[haiku-development] Rant about quality and testing

  • From: Stephan Assmus <superstippi@xxxxxx>
  • To: haiku-development@xxxxxxxxxxxxx
  • Date: Sun, 27 Feb 2011 14:23:04 +0100

Hi all,

I would like to get something off my chest which is on my mind lately about the quality of some changes to Haiku and about the testing (or lack thereof) that seems to be performed.

It's dangerous to write such an email, for two reasons: Firstly I know that we are all in it for the fun, and I don't want to spoil the fun for anyone. But I figure I will have to mention some example changes in this mail, since without them you probably don't know what I am talking about and why I find it justified to rant about it. However I don't want the people responsible for the examples to feel bad. Secondly, I have been responsible for similar changes myself in the past, and I will probably make such mistakes again. Therefor, take what follows with a grain of salt and only as a reminder of what might be improved. I believe it can be beneficial to read such a rant once in a while, it may raise the quality of changes, at least for a while. :-D

We can basically work on two different types of things in Haiku. It's either something new or broken anyway, no one is seriously using it and depending on it. The second type are components that are crucial to the work flows each of us use to get stuff done right in Haiku.

Over the last couple of days, I've just fixed or looked at too many problems in Haiku which are simply caused by lack of testing before committing them into the source tree, and which affect components that are crucial. I have very little time for Haiku, and when I do find some time on the weekend, I don't want to spend it running into one problem after the other, in things that worked perfectly fine before.

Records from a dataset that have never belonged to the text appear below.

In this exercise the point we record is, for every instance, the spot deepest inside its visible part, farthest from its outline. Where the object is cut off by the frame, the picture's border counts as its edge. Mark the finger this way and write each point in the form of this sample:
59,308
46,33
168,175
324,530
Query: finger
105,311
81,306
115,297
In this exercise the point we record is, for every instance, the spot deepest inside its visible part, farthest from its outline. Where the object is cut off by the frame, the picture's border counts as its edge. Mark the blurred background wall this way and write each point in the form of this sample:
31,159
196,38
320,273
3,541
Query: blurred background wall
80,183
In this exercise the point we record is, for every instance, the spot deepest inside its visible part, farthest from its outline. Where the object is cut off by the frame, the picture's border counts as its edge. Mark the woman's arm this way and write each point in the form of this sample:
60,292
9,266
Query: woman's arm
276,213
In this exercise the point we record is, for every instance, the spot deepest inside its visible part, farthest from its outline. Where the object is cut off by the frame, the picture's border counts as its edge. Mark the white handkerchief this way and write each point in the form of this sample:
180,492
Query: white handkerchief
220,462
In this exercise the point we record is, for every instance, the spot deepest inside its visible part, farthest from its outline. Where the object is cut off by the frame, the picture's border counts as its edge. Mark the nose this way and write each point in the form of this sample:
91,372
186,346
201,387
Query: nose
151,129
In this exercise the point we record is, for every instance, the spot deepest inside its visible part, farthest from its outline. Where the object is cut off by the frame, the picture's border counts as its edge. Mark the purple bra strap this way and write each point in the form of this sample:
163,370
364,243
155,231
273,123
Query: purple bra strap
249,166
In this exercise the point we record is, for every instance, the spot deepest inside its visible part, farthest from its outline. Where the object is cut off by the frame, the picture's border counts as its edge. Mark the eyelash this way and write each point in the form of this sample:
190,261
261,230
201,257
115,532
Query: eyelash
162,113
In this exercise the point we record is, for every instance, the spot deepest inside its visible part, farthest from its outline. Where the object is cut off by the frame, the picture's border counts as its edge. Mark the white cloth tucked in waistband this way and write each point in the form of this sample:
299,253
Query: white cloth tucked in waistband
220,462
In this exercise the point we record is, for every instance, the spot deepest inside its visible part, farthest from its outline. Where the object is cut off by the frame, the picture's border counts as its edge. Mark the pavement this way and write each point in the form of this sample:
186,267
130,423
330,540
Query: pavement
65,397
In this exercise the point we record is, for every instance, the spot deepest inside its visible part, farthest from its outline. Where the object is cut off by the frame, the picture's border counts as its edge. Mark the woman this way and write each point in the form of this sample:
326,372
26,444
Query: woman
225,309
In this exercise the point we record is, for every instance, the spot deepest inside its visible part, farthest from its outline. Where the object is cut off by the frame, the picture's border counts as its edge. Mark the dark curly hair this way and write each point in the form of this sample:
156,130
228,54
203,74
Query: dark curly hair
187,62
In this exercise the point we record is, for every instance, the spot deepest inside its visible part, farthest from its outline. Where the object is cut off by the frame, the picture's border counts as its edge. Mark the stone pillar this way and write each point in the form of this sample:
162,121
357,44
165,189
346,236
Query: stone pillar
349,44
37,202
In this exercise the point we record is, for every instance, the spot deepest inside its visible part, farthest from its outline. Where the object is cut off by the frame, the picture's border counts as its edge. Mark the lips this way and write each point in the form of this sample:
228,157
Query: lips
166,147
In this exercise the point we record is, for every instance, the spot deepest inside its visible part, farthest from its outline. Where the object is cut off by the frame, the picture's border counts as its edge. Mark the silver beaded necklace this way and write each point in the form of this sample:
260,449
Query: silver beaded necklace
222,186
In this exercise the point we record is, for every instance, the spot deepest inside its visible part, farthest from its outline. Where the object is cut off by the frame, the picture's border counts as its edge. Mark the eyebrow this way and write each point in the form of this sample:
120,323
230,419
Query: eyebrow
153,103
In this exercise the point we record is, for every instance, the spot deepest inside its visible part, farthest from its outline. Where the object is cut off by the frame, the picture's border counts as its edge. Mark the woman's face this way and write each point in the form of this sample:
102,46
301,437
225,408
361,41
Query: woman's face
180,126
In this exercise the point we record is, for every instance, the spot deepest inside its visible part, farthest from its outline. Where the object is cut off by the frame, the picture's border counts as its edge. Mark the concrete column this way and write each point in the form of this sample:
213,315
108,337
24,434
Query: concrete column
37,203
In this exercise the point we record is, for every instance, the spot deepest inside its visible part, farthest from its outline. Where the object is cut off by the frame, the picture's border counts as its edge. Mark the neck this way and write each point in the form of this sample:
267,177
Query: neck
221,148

Today it went something like this: I wanted to look at a problem in AboutSystem with the building of the translated Haiku license string. Basically, the translated name for the license is inserted broken. Now, this means someone didn't test their changes. Either it was a contributor of a patch. Then the lack of testing began there, and continued at the committer of the patch who didn't test it properly either and just trusted the contributor. When I wanted to log the bug from WebPositive in Haiku, I could not log into Trac. "Protocol not supported". HTTPS is not supported in WebPositive anymore, I suspect because of the very recent update of libcurl. Again, something was replaced that worked perfectly fine before, without the necessary testing. WebPositive is a tool that I suspect many are using when they use Haiku. So extra care has to be taken when changing it or components that it depends on. Especially so when you make a commit for no obvious benefit. Then I wanted to look at the AboutSystem problem myself, but now Pe does not open, because there is a problem with a missing libpcre. Again, some package was changed without proper testing prior to the commit. That just did for today and now I am writing this mail.

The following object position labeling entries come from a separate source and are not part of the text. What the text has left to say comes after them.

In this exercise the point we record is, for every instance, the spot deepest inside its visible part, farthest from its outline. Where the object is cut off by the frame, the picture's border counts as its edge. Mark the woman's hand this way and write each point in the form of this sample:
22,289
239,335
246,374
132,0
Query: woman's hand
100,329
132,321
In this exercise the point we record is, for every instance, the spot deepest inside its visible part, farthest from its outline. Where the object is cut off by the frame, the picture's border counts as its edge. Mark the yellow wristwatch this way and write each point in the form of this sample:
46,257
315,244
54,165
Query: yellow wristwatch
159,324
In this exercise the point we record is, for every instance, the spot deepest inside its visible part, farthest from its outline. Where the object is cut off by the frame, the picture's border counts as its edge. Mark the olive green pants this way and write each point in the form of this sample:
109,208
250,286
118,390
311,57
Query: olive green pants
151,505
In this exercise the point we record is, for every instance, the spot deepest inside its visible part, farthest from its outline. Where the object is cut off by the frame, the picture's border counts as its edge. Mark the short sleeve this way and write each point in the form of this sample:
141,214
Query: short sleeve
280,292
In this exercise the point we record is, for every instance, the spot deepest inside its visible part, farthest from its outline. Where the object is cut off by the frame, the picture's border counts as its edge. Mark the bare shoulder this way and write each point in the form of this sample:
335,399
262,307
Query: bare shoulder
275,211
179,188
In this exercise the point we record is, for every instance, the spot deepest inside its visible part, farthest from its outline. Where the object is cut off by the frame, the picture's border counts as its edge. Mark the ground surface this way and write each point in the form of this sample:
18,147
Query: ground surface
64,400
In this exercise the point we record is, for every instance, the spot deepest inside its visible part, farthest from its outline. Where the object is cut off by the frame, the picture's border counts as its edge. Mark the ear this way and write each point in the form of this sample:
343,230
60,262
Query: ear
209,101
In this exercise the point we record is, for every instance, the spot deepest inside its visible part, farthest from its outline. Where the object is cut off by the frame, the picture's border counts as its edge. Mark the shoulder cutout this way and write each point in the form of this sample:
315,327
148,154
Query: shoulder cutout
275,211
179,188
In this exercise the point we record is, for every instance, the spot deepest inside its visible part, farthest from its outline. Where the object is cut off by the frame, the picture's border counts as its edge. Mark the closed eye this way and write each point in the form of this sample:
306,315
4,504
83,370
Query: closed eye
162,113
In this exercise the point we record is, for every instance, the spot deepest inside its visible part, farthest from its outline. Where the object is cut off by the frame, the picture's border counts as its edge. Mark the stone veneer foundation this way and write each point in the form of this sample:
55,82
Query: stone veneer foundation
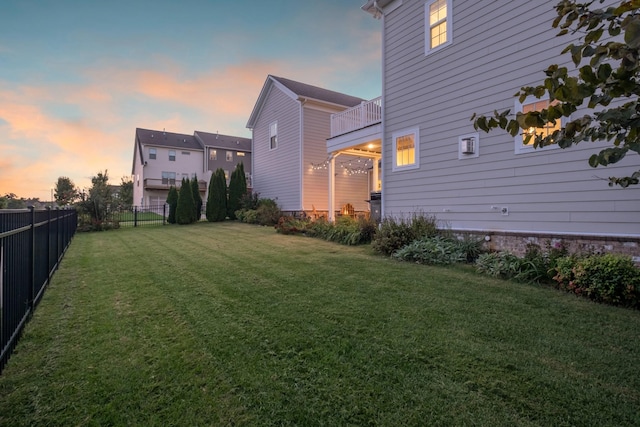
517,242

Yesterday I fixed a problem in libtracker's StatusWindow. Someone committed a fix for a Coverty issue, but actually changed more at the time and removed some locking and unlocking. Again, without doing any testing. The bug caused by this went unnoticed for some time, because most people don't try to pause and unpause their Tracker jobs. Consider the time this has caused the project: Alex Wilson was irritated and did some debugging, since he thought he caused the problem. Phillippe, I think it was, figured out the responsible commit by looking it up, I looked at the problem yet again and committed the fix (mostly just restoring what was removed in error).

Another example is the mail_daemon. Clemens developed the changes in a branch, which was the absolutely right thing to do when working on a component that many people may be using and relying on. Then he asked whether he should finally merge his changes back to trunk. I was in favor of this, since I assumed he developed the new mail_daemon to a point where it worked better than before, and he couldn't see any big problems on his side and with his workflow, so he needed the additional exposure. IMHO, the changes were not ready to be merged, since there were numerous problems still present that should have been addressed in the branch, since it was easy to see them during testing. I think I remember one comment from Clemens mentioning that he only tested in a VM so far and didn't really use the new mail_daemon himself (after the merge).

Another exmaple are the networking changes that frequently broke DHCP. Some of them could not be revealed by testing, since they only showed up on certain hardware, but the most recent breakage was caused by an endianess issues that would have shown up with testing (I believe).

So, this is a rant mostly meant as a reminder that the quality of your work does affect other people. Those people may have very little time for Haiku only, and they don't want to spend it on problems that to them look like problems that could have been avoided with minimal testing. If you have the time to work on something, do take the extra time to do the proper testing. Even if you get only half as many changes committed that way, it just causes less frustration for everyone and sucks up less time in the aftermath.